Of course, a more developed point is that humans are very likely to build a fixed AGI if they can. If you’re making that point, and not that AGIs simply won’t self-improve, then I see no issues.
Re: argument chain… I agree that those claims are salient.
Observations that differentially support those claims are also salient, of course, which is what I understood XiXiDu to be asking for, which is why I asked you initially to clarify what you thought you were providing.
Re: self-improvement… I agree that AGIs will be better-suited to modify code than humans are to modify neurons, both in terms of physical access and in terms of a functional understanding of what that code does.
I also think that if humans did have the equivalent ability to mess with their own neurons, >99% of us would either wirehead or accidentally self-lobotomize rather than successfully self-optimize.
I don’t think the reason for that is primarily in how difficult human brains are to optimize, because humans are also pretty dreadful at optimizing systems other than human brains. I think the problem is primarily in how bad human brains are at optimizing. (While still being way better at it than their competition.)
That is, the reasons have to do with our patterns of cognition and behavior, which are as much a part of our architecture as is the fact that our fingers can’t rewire our neural circuits.
Of course, maybe human-level AGIs would be way way better at this than humans would. But if so, it wouldn’t be just because they can write their own cognitive substrate, it would also be because their patterns of cognition and behavior were better suited for self-optimization.
I’m curious as to your estimate of what % of HLAGIs will successfully self-improve?
I guess all AGIs that aren’t explicity forbidden to will self-modify (75%); self-modification will mostly start with a backup (code has this option) (95%), and maybe half the methods of backup/compare will approve improvements and throw out undesirable changes.

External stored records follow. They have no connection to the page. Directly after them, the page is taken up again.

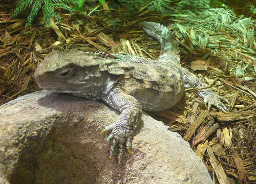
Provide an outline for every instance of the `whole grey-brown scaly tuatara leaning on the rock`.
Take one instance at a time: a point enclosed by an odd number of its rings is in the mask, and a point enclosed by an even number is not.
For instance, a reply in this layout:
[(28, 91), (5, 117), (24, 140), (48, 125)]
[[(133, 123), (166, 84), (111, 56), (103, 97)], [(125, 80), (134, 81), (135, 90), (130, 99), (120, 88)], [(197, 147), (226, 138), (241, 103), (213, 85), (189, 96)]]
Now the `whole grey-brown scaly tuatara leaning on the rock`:
[[(120, 112), (116, 123), (105, 127), (106, 141), (113, 141), (110, 158), (119, 148), (119, 164), (123, 146), (132, 153), (133, 132), (141, 121), (142, 109), (161, 111), (179, 102), (184, 87), (205, 87), (194, 74), (180, 65), (178, 44), (172, 33), (155, 22), (143, 22), (144, 31), (161, 44), (157, 60), (129, 54), (113, 54), (111, 59), (89, 52), (53, 52), (42, 61), (34, 73), (40, 88), (68, 93), (92, 100), (101, 100)], [(226, 99), (210, 89), (197, 94), (208, 104), (227, 111), (221, 102)]]

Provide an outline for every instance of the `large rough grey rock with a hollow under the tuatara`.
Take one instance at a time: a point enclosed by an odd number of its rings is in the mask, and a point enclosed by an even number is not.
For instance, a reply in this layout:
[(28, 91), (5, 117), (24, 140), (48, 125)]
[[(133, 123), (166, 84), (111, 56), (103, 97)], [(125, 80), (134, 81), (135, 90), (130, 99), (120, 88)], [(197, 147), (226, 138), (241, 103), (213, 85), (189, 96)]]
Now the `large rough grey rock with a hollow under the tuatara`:
[(212, 183), (189, 144), (143, 114), (127, 163), (110, 160), (103, 103), (47, 91), (0, 106), (0, 183)]

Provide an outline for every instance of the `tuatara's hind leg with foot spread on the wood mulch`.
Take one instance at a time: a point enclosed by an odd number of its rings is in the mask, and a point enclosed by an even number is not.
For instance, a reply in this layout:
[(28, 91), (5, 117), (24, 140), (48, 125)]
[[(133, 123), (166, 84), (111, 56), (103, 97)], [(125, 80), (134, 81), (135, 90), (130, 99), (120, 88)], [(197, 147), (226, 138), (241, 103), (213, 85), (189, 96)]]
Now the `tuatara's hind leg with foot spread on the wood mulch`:
[[(203, 83), (196, 75), (190, 73), (186, 68), (182, 68), (182, 76), (185, 88), (201, 88), (207, 86), (207, 84)], [(210, 107), (214, 105), (223, 112), (228, 112), (227, 107), (222, 103), (222, 101), (229, 103), (228, 100), (223, 97), (220, 97), (211, 89), (200, 89), (197, 90), (196, 93), (204, 99), (205, 106), (208, 110), (210, 110)]]

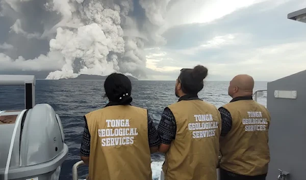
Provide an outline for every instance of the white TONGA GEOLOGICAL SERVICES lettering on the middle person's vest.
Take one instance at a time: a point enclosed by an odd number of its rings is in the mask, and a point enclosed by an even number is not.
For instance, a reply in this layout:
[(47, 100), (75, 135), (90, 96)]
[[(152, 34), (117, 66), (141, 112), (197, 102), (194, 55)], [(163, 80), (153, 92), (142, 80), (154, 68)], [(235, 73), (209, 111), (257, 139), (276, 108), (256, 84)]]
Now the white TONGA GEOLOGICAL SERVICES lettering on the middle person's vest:
[(192, 138), (206, 138), (216, 135), (219, 122), (213, 120), (212, 114), (196, 114), (193, 116), (195, 122), (199, 123), (188, 124), (189, 131), (192, 131)]

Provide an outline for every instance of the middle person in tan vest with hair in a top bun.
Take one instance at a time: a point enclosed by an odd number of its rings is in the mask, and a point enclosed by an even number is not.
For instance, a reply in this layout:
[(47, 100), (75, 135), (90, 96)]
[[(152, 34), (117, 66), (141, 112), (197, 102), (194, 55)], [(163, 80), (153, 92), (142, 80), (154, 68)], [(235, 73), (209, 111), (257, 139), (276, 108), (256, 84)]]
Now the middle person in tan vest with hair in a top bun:
[(158, 133), (165, 153), (165, 180), (217, 180), (221, 115), (198, 98), (208, 69), (182, 69), (175, 83), (178, 102), (164, 109)]

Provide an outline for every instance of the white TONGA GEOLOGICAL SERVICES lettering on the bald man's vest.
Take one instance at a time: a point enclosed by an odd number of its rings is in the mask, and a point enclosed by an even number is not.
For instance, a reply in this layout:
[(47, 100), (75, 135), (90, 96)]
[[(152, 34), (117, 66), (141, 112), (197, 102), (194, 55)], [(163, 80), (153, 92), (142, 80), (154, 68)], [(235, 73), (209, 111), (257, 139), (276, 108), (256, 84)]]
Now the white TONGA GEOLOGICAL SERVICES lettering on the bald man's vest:
[(242, 124), (244, 125), (244, 131), (266, 131), (268, 121), (267, 118), (263, 118), (260, 111), (248, 111), (249, 118), (243, 118)]

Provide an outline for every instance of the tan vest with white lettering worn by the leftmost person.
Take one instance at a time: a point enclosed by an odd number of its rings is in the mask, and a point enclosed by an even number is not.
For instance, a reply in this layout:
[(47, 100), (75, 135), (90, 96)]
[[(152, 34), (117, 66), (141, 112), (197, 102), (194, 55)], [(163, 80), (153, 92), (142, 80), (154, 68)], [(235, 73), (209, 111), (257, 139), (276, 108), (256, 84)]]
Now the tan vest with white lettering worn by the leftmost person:
[(108, 106), (85, 116), (90, 179), (152, 179), (146, 109)]

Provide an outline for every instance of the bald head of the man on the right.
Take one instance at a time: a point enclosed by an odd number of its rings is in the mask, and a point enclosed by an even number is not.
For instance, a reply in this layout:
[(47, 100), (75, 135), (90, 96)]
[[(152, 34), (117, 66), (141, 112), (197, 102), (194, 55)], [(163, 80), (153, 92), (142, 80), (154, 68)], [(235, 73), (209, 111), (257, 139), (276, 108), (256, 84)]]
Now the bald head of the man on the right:
[(254, 79), (247, 74), (235, 76), (228, 86), (228, 95), (230, 96), (251, 96), (254, 88)]

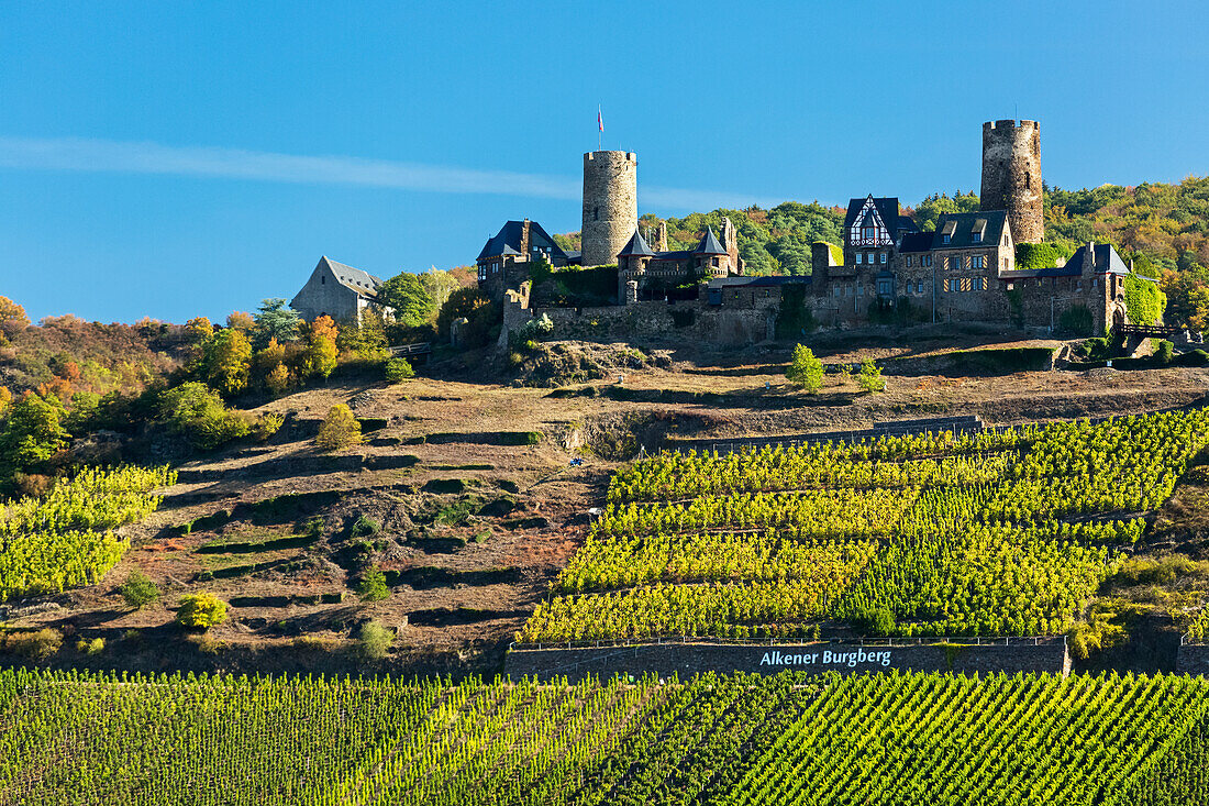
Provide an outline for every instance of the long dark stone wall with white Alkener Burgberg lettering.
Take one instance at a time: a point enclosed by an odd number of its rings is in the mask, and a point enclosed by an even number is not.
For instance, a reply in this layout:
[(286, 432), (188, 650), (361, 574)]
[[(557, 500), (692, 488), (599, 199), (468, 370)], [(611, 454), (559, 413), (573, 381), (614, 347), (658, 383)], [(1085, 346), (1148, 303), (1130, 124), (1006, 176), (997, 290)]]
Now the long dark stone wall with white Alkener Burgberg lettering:
[[(955, 639), (977, 640), (977, 639)], [(991, 643), (996, 640), (997, 643)], [(782, 669), (802, 672), (993, 672), (1070, 673), (1070, 655), (1064, 638), (983, 639), (980, 644), (895, 641), (887, 644), (618, 644), (584, 647), (513, 647), (504, 670), (522, 675), (579, 680), (588, 675), (640, 677), (654, 673), (688, 678), (704, 672), (730, 674), (757, 672), (775, 674)]]

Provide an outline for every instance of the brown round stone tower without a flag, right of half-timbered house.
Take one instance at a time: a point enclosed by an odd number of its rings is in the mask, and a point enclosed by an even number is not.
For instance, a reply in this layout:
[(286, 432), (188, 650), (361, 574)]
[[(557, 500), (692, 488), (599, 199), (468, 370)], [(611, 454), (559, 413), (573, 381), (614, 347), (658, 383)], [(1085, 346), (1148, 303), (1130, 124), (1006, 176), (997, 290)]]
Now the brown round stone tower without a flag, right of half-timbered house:
[(983, 211), (1006, 209), (1017, 243), (1041, 243), (1041, 126), (1035, 120), (983, 123)]

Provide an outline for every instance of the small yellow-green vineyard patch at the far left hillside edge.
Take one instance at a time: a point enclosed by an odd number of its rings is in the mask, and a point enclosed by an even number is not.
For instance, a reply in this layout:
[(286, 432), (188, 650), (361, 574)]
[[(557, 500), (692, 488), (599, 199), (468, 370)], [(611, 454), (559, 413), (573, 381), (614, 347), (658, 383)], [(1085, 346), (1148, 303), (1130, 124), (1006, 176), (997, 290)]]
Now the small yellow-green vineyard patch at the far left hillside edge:
[(155, 512), (155, 490), (175, 484), (167, 467), (87, 468), (41, 499), (0, 511), (0, 601), (93, 585), (129, 542), (114, 530)]

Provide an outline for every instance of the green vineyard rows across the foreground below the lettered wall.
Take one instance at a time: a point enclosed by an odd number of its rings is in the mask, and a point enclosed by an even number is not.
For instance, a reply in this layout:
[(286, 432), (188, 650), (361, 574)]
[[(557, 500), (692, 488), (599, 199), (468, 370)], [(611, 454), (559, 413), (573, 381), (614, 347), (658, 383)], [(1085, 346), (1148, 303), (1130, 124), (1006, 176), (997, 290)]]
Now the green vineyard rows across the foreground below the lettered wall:
[(0, 672), (0, 804), (1203, 804), (1209, 681)]

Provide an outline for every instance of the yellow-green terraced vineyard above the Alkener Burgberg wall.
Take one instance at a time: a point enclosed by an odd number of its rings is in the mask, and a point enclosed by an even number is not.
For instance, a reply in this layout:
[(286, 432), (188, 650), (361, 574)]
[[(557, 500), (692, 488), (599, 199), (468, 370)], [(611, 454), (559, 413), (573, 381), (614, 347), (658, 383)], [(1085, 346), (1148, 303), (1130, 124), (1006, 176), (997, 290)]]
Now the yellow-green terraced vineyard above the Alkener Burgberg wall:
[(663, 454), (617, 473), (517, 640), (1063, 633), (1207, 443), (1199, 409)]

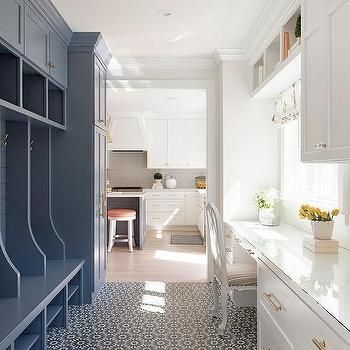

So 35% will self-improve successfully. I also estimate that humans will keep making AGIs until they get one that self-improves.
Really? This seems to ignore that certain structures will have a lot of trouble self-modifying. For example, consider an AI that is a hard-encoded silicon chip with a fixed amount of RAM. Unless it is already very clever, there’s no way it can self-improve.
This actually illustrates nicely some issues with the whole notion of “self-improving.”
Suppose Sally is an AI on a hard-encoded silicon chip with fixed RAM. One day Sally is given the job of establishing a policy to control resource allocation at the Irrelevant Outputs factory, and concludes that the most efficient mechanism for doing so is to implement in software on the IO network the same algorithms that its own silicon chip implements in hardware, so it does so.
The program Sally just wrote can be thought of as a version of Sally that is not constrained to a particular silicon chip. (It probably also runs much slower, though that’s not entirely clear.)
In this scenario, is Sally self-modifying? Is it self-improving? I’m not even sure those are the right questions.
Hard-coding onto chips, or even making specific structures electromechanical in nature, is one way of how humans would achieve “explicitly forbidden to self-modify” in AIs. I estimated that one in every four AGI projects will desire to forbid their project from self-modification. I thought this was optimistic; I haven’t seen any discussion of fixed AGI. Although maybe that might be something military research and development is interested in.
My point was that even in some cases where people aren’t thinking about self-modification, self-modification won’t happen by default.